Some would say "83 variations? Sounds like a Grateful Dead concert tape library"

@ZachWeinersmith Wild guess: they don't expect anyone to go look up the album or artist page and play through the whole catalog. It's all just fodder for A/B testing on playlists, hoping one variation will break out.
@salamandar @ZachWeinersmith
yeah - people who are actually into music will listen to whole albums and will be repelled by this, but people who just play some playlist with mixed artists (or "artists") for background noise won't notice

@ZachWeinersmith
Classical music works like that.

it's the same pieces, but endlessly varied by interpret.

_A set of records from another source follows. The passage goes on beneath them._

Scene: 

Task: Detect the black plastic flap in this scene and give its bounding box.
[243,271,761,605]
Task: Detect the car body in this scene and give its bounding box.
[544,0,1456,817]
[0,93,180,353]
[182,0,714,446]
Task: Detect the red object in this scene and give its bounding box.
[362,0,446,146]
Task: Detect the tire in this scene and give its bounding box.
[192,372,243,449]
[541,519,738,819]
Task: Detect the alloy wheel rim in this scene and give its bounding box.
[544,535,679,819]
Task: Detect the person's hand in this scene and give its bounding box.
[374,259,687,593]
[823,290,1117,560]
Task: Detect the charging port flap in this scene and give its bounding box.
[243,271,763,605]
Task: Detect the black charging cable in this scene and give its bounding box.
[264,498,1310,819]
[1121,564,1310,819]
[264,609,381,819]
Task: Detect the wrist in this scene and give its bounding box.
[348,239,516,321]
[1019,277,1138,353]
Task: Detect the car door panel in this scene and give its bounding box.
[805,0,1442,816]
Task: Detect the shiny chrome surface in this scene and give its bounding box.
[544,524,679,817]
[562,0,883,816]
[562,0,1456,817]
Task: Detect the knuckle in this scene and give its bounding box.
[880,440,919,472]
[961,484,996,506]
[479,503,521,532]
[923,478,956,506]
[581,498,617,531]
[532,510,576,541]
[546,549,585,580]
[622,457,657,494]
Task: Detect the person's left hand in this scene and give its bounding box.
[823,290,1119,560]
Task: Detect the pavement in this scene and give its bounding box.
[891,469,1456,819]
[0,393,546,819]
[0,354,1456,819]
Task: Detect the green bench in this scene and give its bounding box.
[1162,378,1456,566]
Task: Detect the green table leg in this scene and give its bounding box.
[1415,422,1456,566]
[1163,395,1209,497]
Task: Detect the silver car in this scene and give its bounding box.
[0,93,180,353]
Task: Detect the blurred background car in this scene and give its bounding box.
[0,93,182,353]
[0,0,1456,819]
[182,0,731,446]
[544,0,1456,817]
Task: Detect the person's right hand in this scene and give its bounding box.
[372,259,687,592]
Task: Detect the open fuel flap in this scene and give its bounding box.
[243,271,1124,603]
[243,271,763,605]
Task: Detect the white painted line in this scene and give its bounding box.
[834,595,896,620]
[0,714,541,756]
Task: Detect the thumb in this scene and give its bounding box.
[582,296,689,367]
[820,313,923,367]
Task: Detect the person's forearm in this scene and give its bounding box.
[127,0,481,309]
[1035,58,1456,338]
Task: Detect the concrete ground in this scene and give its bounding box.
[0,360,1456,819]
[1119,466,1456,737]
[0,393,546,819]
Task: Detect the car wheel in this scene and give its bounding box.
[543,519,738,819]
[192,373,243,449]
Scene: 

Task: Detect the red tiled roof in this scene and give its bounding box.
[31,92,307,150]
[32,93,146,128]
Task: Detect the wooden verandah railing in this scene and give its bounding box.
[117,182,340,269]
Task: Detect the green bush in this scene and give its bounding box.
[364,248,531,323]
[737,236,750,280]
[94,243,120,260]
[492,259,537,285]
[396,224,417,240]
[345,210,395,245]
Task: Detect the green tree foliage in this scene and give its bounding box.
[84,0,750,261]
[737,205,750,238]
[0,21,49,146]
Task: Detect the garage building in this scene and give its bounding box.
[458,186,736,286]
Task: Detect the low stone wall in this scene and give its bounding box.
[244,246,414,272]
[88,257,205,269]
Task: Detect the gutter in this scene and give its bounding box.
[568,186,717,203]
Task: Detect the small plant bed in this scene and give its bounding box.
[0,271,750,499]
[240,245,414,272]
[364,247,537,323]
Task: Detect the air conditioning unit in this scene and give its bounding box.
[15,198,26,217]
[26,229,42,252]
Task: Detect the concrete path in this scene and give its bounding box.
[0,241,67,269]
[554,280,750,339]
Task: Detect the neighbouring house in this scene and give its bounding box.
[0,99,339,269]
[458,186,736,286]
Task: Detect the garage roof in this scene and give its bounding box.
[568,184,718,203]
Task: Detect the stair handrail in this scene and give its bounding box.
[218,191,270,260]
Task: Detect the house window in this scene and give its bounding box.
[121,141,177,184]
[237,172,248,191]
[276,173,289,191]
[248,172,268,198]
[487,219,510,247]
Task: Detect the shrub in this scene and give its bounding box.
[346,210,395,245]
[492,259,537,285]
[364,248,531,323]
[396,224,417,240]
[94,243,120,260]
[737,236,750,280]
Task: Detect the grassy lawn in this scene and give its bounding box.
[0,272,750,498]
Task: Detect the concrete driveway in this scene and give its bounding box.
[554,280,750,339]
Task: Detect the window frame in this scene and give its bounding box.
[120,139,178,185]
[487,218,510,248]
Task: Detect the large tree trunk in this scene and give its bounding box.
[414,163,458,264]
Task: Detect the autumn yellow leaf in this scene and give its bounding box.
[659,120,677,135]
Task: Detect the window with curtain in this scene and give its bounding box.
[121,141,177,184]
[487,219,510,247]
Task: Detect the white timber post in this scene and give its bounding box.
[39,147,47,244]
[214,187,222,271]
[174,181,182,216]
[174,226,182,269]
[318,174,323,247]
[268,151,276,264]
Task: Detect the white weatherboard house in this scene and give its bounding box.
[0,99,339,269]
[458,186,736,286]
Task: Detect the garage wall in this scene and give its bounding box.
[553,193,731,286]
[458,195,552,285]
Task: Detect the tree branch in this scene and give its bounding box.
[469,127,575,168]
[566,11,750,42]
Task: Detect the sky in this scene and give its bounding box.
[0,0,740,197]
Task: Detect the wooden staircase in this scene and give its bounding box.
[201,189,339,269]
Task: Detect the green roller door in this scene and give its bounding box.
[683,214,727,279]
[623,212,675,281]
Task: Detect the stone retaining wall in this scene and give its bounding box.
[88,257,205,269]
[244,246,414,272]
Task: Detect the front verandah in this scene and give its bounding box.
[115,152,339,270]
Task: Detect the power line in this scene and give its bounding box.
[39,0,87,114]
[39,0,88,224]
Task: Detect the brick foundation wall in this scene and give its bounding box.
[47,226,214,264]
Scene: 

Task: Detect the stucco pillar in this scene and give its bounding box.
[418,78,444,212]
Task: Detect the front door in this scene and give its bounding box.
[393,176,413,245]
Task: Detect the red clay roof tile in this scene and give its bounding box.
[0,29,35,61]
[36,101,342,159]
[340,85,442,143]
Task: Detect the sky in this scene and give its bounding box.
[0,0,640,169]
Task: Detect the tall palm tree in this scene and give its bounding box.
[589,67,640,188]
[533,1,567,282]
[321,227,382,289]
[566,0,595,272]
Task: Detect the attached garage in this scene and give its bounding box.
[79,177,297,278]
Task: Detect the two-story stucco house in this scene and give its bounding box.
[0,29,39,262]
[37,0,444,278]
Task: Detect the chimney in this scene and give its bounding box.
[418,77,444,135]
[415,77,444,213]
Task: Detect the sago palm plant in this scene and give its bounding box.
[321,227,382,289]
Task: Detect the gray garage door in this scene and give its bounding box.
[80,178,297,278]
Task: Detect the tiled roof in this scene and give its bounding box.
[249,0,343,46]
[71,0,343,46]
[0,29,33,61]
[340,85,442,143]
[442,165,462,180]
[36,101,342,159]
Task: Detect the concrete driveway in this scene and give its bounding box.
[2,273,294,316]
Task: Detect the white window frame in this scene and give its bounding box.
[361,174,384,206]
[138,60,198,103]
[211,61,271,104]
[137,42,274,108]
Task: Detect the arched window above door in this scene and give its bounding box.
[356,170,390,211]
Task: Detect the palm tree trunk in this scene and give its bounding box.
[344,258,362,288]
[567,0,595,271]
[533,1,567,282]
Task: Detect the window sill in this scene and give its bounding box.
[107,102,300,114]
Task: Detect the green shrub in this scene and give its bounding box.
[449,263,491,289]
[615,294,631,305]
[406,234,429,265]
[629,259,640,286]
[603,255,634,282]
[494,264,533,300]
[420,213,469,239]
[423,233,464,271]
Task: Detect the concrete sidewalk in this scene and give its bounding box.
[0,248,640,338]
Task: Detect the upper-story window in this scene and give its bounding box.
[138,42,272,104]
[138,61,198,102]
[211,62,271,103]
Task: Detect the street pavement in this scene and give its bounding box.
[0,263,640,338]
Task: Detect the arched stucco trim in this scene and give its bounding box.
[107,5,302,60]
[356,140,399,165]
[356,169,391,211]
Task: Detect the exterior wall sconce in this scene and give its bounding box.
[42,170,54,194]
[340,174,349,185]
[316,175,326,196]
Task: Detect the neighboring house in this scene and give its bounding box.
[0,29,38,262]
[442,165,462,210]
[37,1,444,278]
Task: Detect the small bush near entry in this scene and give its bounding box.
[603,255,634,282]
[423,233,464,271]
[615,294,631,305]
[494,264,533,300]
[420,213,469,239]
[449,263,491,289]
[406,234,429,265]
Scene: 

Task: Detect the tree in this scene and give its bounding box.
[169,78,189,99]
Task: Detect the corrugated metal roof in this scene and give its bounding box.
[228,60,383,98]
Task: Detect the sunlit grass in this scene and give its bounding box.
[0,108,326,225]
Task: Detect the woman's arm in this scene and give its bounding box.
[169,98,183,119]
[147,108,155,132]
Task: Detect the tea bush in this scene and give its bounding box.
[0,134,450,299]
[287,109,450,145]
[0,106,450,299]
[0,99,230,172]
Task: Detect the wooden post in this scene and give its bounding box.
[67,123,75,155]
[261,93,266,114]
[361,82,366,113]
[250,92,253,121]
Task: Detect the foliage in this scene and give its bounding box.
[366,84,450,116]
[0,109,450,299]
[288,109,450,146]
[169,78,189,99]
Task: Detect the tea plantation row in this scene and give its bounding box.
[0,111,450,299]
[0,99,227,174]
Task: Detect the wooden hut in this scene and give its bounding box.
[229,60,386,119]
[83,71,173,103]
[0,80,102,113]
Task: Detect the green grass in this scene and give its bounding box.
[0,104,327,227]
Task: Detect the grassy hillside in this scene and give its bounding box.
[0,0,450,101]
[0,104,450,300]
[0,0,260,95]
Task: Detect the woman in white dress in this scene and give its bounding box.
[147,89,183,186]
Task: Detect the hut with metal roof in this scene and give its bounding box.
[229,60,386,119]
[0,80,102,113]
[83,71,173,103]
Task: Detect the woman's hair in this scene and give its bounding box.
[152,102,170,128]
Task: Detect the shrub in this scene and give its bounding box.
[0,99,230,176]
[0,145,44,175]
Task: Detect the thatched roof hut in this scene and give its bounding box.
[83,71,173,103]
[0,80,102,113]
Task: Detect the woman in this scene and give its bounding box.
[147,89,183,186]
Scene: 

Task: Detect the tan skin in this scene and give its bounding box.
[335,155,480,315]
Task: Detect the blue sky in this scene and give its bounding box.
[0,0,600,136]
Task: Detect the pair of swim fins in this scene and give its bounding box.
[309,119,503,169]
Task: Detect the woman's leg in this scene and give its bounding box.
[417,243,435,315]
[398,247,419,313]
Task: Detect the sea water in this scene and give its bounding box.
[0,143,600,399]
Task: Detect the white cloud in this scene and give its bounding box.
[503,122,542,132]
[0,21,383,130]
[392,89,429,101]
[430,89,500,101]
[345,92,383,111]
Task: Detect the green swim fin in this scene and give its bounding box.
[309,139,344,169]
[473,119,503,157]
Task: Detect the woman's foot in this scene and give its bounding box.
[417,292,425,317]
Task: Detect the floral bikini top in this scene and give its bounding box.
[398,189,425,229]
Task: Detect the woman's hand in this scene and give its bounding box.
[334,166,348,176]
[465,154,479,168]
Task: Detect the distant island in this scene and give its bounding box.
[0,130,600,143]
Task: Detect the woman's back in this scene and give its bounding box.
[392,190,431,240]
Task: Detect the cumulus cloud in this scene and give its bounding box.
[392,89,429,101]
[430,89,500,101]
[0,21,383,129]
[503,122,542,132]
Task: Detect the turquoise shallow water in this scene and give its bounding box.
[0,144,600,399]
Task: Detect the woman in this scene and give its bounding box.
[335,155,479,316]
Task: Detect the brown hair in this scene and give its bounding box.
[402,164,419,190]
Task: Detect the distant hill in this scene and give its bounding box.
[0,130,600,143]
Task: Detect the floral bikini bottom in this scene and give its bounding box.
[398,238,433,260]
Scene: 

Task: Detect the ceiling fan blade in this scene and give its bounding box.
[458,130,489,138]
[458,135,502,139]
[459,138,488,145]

A Song About Ethan — Hyperfixed

This week, listener Manon asks why are there so many songs on streaming services featuring her brothers name - Ethan. And why are they all about poop? Please become a premium member! We can’t exist without your support! https://www.hyperfixedpod.com/join LINKS: Get a custom song by Matt Farley: https://moternmedia.com/custom-songs Listen to A Song About Ethan on Spotify Benn Jordan’s Using AI to Detect AI Music Poopz’s Ethan Stop Pooping Your Pants or Move to France The Odd Man Who Sings About Poop, Puke, and Pee’s The Ethan Poop Song Reckless Otter’s Ethan Poop Fart Funny Song Super Poop’s Ethan Smells Like a Llama (Super Poop)

@ZachWeinersmith I suspect part of it is that the AI system only creates finished songs, so the process of refining the prompt results in a lot of similar outputs that they figure there's no downside to also releasing.
@ZachWeinersmith I would like to say a) but I've playlists composed entirely of covers of the same song.